Cannes Docs-in-Progress East Doc Showcase: Frontline by Alisa Kovalenko

Alisa Kovalenko (pic: courtesy of Alisa Kovalenko)

Alisa Kovalenko is a mother and a filmmaker who also became a soldier in early 2022 after the full-scale Russian invasion of her country in 2022. For Kovalenko and her fellow Ukrainians, repelling the aggressor from the East and protecting their homeland became the sole raison d’être. And with that came terrible choices and enormous sacrifices. She gave up her career, but she also had to leave her 4-year old son behind.

“I felt that I cannot make cinema [anymore] and I didn’t see any sense in it. I died for myself as a director. And that’s how also I decided to fight as a soldier, because I thought it was the only way to stop Russians from destroying and occupying our country. I felt that if we parents will not go to fight now, then our children will have to do it in 5, 10, 15 years,” she tells BDE.

“But while I was on the front line, I also felt that it’s important to save memories for my son because I didn’t know when or if I will see him again. So I started to write letters for him in the future and also film, little by little, some small fragments of our life on the frontline.”
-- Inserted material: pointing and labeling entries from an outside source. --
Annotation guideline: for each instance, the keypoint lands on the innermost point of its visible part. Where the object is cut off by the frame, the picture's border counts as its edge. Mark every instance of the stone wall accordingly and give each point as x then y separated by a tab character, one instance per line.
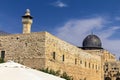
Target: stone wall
27	49
43	50
77	63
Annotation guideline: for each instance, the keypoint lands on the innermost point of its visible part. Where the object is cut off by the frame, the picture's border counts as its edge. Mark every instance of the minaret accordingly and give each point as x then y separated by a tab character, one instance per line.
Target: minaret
27	21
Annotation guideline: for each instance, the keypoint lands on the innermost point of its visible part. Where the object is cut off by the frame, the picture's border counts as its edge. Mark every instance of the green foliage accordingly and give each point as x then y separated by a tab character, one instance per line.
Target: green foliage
57	73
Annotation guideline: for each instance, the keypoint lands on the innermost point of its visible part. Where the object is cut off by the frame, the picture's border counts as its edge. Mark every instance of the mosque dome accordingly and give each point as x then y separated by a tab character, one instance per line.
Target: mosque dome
92	42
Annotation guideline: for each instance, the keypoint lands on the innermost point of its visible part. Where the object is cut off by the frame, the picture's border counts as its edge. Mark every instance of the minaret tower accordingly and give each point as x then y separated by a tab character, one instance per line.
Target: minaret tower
27	22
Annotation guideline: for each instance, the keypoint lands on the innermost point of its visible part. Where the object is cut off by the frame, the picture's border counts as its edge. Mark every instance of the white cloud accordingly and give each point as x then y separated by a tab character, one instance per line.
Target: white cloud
59	4
117	18
74	31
When Kovalenko later assessed the material she prepared for her son, she realised that she was telling a story of war from a unique perspective, but not one that entailed continuous engagement.

“War is also endless waiting, routine boredom, looking at the same field, but what’s happening in your mind and what you’re thinking about during these days and nights in the trenches, I saw that it was not captured in any films, and I wanted to find these two sides of emotional ties and fragments of reality around us in the routine small talks with my comrades,” she says.

“But this film will become also [a] branch of memory between parents and children, because I was trying to explain complicated existential things for my son because I thought it’ll be more for him in the future when he grows up…When I left him, he was not even five years old.”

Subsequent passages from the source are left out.